The most popular migrant destinations for each country around the world have been mapped and color coded. Created by Devinn Jani, aka Reddit user DMan9797, the very cool map uses 2013 United Nations data to show country-specific global migration. The map reveals some interesting facts about migration (but note that when looking at the map in addition to color coding, it also labels countries with the most popular country migrant destination of that country—e.g., USA is labeled as Mexico and Argentina is labeled as Spain—and so for those who haven't memorized all the countries a world map may be useful):

  • Unsurprisingly, the United States (whose immigrants are colored in red) is the most popular destination for the geographically-close countries of Mexico, Canada, Honduras, Guatemala, Cuba, Haiti, and the Dominican Republic, among others, but also for such countries as diverse and culturally unique as Japan, Saudi Arabia, Vietnam, Germany, Sweden, and Iran.
  • More interesting to us is seeing that the United States is not the most popular migrant destination for many countries that nevertheless have had many migrants come to the US. Not for Russians, whose nationals immigrate to Ukraine; not Colombia, whose nationals immigrate to Venezuela; and not for China, whose citizens immigrate to Hong Kong; 
  • There are other surprises too.

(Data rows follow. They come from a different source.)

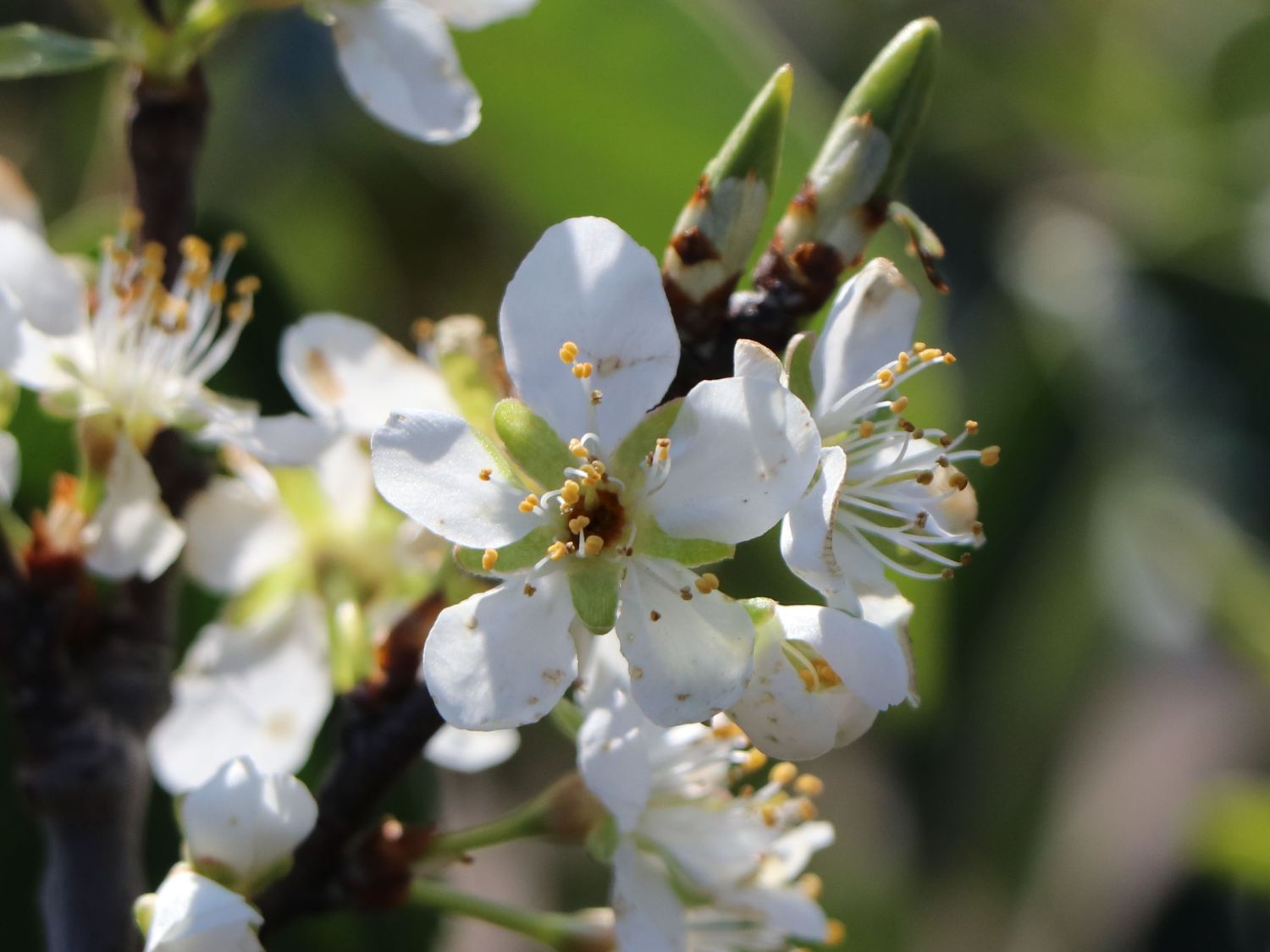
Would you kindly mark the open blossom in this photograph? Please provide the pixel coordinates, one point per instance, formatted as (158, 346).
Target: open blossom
(243, 825)
(617, 502)
(822, 675)
(192, 913)
(259, 691)
(682, 830)
(883, 485)
(398, 58)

Indians tend to immigrate not to the United States, United Kingdom, or Australia but instead the United Arab Emirates. Mongolians tend to go to South Korea. Germany, the economic powerhouse of Europe, is not only the top destination for the bordering countries of Poland, Czech Republic, and Austria but also Italy, Croatia, Hungary, Greece, Turkey, and Sardinia.

This map is helpful to correct the assumption that the US is the first and most popular destination for all global migrants. As we've reported before, the US ranks 65th worldwide in terms of the percentage of population that is foreign born—data also based on 2013 UN numbers. But according to a report by the US Census Bureau this could change by 2060 when a projected 18.8 percent of the US population will be foreign-born (currently it's at 14.3 percent but back in 1890 it was 14.8 percent). This is not because of a dramatic increase in immigrants but rather because the US birth rate is projected to decline. The census report also has some good news for those who are a fan of diversity: the fastest growing share of the population in the US will be Americans of two or more races, which "has the potential to totally scramble racial categories as they exist today." For those really into maps (hey, maps are fun) and immigration and who want more, Vox has thirty-five maps that "explain how America is a nation of immigrants."

Nation of Immigrants

"America was to be the great experiment, a testing ground for political liberty, a model for democratic government. And although the first task was to mold a nation on these principles here in this continent, we would also lead the fight against tyranny in all continents. This is a great inheritance. It is a proud privilege to be a citizen of the great republic. To realize that we are the descendents of forty million people, who left other countries, other familiar scenes, to come here to the United States to build a new life, to make a new opportunity for themselves and their children."